Pain from diabetic neuropathy can be severe, constant, and difficult to treat. Medical treatment options include the following:

  • Anti-seizure medications can help ease pain associated with diabetic neuropathy. Pregabalin is an example of an anti-seizure medication that is FDA approved to treat diabetic neuropathy. Anti-seizure medications work by controlling nerve cells that transmit pain in the brain and other areas of the body. Potential side effects include, but are not limited to, dizziness and drowsiness.

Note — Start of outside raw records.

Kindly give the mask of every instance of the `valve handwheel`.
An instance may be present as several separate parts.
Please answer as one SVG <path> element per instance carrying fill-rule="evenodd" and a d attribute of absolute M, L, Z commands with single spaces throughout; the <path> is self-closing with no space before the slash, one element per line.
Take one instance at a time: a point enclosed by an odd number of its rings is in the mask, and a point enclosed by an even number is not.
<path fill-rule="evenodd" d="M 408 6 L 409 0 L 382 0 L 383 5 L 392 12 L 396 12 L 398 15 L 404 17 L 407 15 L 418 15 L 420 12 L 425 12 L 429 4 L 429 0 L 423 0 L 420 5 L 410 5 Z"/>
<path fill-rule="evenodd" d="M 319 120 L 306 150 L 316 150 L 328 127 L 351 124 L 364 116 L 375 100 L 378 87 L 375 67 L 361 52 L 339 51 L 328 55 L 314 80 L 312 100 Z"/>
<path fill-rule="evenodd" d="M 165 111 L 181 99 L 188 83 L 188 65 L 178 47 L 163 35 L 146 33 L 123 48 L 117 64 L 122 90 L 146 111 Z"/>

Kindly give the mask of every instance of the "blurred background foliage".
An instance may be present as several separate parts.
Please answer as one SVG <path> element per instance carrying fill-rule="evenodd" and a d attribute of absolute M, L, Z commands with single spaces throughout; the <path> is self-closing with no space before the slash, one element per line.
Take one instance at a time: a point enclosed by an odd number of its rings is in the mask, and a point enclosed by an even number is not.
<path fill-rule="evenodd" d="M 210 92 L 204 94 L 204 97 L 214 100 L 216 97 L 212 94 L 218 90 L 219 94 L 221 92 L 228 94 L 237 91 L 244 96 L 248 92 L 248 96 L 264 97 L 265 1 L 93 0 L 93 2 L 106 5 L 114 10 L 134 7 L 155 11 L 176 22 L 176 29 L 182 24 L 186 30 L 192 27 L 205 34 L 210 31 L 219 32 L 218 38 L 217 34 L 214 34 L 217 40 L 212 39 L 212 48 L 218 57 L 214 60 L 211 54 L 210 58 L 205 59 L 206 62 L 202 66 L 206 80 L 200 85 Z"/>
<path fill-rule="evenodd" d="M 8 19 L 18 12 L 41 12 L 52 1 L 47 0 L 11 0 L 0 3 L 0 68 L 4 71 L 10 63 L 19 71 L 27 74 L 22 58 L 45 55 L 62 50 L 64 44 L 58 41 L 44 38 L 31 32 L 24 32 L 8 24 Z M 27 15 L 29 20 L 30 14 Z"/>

  • Antidepressants, including tricyclic antidepressants and serotonin-norepinephrine reuptake inhibitors (SNRIS), can ease pain associated with diabetic neuropathy. Examples of tricyclic antidepressants include amitriptyline, desipramine and imipramine. Side effects include, but are not limited to, drowsiness, dizziness, weight gain, dry eyes, and dry mouth. Serotonin-norepinephrine reuptake inhibitors may be prescribed to relieve nerve pain with fewer side effects than tricyclic antidepressants. SNRIs work by increasing serotonin and norepinephrine in the brain. Duloxetine is an SNRI that is FDA approved for the treatment of diabetic neuropathy. Side effects may include, but are not limited to, nausea, dizziness, decreased appetite, dizziness and constipation.
  • Non-steroidal anti-inflammatory drugs (NSAIDs) can help ease pain. They are available both over the counter and by prescription. The dosage or type of prescription NSAIDs may differ from over-the-counter NSAIDs. Potential side effects include, but are not limited to, stomach issues and an increased risk of heart disease with prolonged use.
  • Acetaminophen can help ease mild to moderate pain.
  • Opioid medication may be prescribed to treat severe pain. Opioids typically provide immediate relief of breakthrough pain. Examples of opioids used to treat severe pain associated with diabetic neuropathy include tramadol and oxycodone. Potential side effects include, but are not limited to, constipation, drowsiness, confusion, nausea, and slowed breathing. A pain specialist should be consulted prior to use of opioids due to the risk of dependency and the dangers of driving, operating equipment, working, etc., during treatment with opioids.
  • Local anesthetic injections or patches containing lidocaine may be used to numb the area affected by nerve pain.
  • Capsaicin patch or cream can be used to treat nerve pain. It works by numbing and desensitizing nerve endings. A prescription patch with 8% capsaicin is FDA approved for diabetic neuropathy of the feet. A prescription capsaicin patch must be applied by a health care provider.